Kirkus Reviews QR Code
THE BORDER WARDENS by John Myers Myers

THE BORDER WARDENS

By

Pub Date: March 26th, 1971
Publisher: Prentice-Hall

The Border Patrol, for those who don't know, is the law enforcement arm of the Immigration and Naturalization Service. Its job: to keep the pestilence of lesser breeds from our shores. In the early years of the century the ""wily coolie"" (or the ""Heathen Chinee"") was the menace. He was followed during Prohibition by the bandito whiskey smuggler. Today the ""invaders"" are Mexican wetbacks variously styled by Mr. Myers as ""buzzards,"" ""bloodsuckers,"" ""malignant tumors,"" and ""a horde of pariahs."" They are also ""pertinancious sneaks who have to be hunted down like chicken thieves""; this is the job of the Border Patrol and these John Wayne stalwarts perform it with gusto, enjoying the ""zest of the chase"" and bagging, these days, a ""daily catch"" of hundreds of destitute Mexicans in search of employment in the land of opportunity.
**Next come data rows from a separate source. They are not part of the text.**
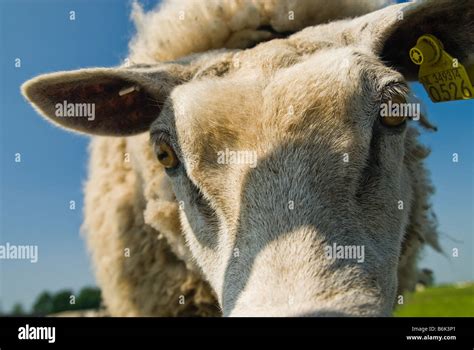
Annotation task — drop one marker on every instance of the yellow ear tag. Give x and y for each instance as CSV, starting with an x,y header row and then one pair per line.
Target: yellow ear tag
x,y
444,78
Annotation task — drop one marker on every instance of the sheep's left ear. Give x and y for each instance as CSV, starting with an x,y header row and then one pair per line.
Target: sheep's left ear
x,y
104,101
394,30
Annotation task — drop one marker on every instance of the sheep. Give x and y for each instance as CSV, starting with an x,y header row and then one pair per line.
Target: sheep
x,y
187,236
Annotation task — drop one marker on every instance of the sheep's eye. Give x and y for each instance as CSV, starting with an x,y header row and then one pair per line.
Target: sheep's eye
x,y
166,156
393,112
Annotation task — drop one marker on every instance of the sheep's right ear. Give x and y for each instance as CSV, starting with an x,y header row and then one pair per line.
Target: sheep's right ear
x,y
103,101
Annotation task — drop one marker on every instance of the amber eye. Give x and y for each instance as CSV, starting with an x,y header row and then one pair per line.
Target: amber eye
x,y
166,156
394,111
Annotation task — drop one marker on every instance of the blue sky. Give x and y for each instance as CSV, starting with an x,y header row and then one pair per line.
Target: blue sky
x,y
35,194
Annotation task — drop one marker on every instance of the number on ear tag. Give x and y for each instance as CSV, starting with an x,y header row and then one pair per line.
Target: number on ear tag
x,y
444,78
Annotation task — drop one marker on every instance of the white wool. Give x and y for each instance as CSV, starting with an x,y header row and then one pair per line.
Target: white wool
x,y
179,28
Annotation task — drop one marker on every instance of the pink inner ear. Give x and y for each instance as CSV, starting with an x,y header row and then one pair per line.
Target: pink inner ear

The only damper on this exhilarating job is interference from the ""ovoid gentlemen"" in Washington -- Princeton and Yale eggheads who have the presumption to control purse-strings and review the Patrol's round-ups. They are nothing less than ""public saboteurs,"" ""perverse sentimentalists"" who apparently don't understand that ""if the wetback could be eliminated, so could America's crippling welfare program."" Fifty years of hard riding and fast shooting as the unsung heroes of the Border Patrol pursue their prey, ""so unassimilable and below the level of civilization that they could be looked at and not seen as human."" Which is exactly how Myers looks at them.